2021年2月20日土曜日

2021.02.20 JOYFUL2をウロウロする

● 文具売場の一角に月光荘の製品を集めたコーナーがあった。画材ではなく一般文具の売場。消しゴムとか色鉛筆とかバッグとか。
 月光荘画材店といえば,自分で作ったものを自分で売るというスタイル。他社の製品を仕入れて売ることはしていないし,自社製品を文具店に卸して売ってもらうこともしていない。

● 今はインターネットが普及したから,地方在住者も月光荘の通販サイトで購入することができる。しかし,それ以前から月光荘の製品を購入したいという要望はあったはずだ。
 だったら銀座の店まで買いに来てください,と言うような殿様商売はもちろんやらない。販売機会の逸失にもなる。
 で,ここから先は推測に過ぎないのだが,地方の一部の文具店に商品を卸していたのではないか。それを現在でも継続しているのだろう。

● 月光荘にこだわる人は,しかし,一部のマニアに留まるだろう。したがって,期間限定で卸しているのではないか。いつでも買えるというわけではないと思う。
 JOYFUL2でもこのコーナーを見るのは,今回が初めてだ。

● 画用紙と書道筆の売場。こういうものを見ると,「梁塵秘抄」の “遊びをせんとや生まれけん 戯れせんとや生まれけん” という有名な章句を思いだす。
 人は遊ぶために生まれてきた。ヨハン・ホイジンガの言う「ホモ・ルーデンス」(遊ぶ人)だ。
 文化というと何やら高尚な響きがあるが,その文化の出発点は何かといえば,おそらく遊びだろう。遊びを洗練させれば文化になり,一生かけてその頂きを目指す人が現れる芸術にもなる。

● 絵も書も音楽も,科学者の研究も,こうしてブログに何事かを書いてるのも,つまりは遊び。仕事にもそのどこかに遊びの要素がある,たぶん。
 だから,画用紙と書道筆に限らず,文具店に置いてあるすべてのものは遊ぶためのものだ。じつに,人間は遊ぶために生まれてくるのだ。

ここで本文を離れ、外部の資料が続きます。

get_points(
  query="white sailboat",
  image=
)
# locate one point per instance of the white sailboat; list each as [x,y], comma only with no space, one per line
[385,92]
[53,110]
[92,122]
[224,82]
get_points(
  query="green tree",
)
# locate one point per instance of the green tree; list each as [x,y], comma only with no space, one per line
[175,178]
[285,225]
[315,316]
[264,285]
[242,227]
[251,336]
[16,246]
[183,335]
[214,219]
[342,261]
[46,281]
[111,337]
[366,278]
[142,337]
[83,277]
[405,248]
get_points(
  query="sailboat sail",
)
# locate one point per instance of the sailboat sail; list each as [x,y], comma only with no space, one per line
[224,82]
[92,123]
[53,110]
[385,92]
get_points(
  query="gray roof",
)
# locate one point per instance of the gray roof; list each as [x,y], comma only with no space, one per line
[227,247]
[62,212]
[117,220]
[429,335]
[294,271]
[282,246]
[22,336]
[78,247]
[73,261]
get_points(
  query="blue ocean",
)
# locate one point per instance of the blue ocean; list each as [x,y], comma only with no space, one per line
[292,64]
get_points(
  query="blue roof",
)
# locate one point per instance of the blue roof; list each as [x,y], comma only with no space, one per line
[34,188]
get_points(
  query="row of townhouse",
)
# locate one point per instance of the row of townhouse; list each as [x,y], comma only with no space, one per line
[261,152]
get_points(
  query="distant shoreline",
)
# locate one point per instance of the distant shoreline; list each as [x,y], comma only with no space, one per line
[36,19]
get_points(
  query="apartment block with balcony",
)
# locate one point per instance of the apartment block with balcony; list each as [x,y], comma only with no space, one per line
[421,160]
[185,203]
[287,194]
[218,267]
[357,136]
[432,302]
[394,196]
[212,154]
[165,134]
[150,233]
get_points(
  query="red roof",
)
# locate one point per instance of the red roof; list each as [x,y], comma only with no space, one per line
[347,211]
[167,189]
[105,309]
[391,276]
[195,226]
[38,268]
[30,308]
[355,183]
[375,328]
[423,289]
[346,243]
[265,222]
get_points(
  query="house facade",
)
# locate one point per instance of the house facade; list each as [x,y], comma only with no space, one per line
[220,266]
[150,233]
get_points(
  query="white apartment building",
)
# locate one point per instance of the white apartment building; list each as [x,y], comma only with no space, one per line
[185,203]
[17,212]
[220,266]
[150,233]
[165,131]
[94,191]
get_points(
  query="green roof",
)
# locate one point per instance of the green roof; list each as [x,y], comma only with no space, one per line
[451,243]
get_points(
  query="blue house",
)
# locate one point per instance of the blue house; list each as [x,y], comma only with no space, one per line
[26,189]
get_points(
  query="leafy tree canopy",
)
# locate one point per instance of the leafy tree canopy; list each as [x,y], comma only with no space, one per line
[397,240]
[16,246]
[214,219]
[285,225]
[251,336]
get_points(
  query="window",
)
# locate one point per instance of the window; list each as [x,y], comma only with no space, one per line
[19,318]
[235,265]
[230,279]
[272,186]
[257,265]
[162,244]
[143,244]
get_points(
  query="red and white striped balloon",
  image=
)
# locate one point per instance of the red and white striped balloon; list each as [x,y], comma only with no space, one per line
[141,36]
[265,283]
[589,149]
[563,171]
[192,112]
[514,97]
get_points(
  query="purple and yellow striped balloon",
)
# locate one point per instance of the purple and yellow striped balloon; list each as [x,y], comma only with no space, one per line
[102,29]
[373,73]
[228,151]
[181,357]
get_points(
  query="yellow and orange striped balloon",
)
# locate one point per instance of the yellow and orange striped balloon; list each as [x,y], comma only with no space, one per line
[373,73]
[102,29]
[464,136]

● その文具遊びに,最近,色遊びが加わった。いや,以前からあるのだろうけれども,従来は考えられなかったところで色遊びができるようになった。万年筆だ。
 インク沼にも浅瀬とドップリと深いところと,色々あるらしい。ぼくには色彩感覚と遊び心がないので,その沼にハマりこむことからは免れている。沼に誘われることがない。

● インク沼を楽しめるように,安価な万年筆が増えたような気がする。外側からインクの色がわかるようにスケルトンタイプになっているものだ。もちろん,コンバーターも透明なものにしなければ意味がない。
 以前はプラチナのPreppyだけだったのが,他にもいくつか。そのPreppyにも完全スケルトンが登場し,カクノも同様。ほかに,Hmmm!?やMoonmanから。特に,中華の偉大な模倣メーカーであるMoonmanのM2は本体にインクを充填するタイプだ。

● ラミーもサファリ スケルトン を出している。ペリカンやアウロラなどの高級万年筆にもスケルトンタイプは登場している。
 ま,しかし。価格では依然としてPreppyが優位にあるから,インク沼ブームはPreppyに最も追い風になっているのではないか。

● 画材売場に置いてあるステッドラーの12Bの鉛筆が何気に気になる。さすがにこれは一般筆記には使えない(使えなくはないが,まったく向かない)だろう。
 自分が絵を描くことがあるとは思えない。絵心はまるでないので。でも,どんな書き心地なのか確かめてみたいかな。
 Hi-uniの10Bもある。おそらくだけど,ステッドラーの12Bよりこちらの方が柔らかいのではないかな。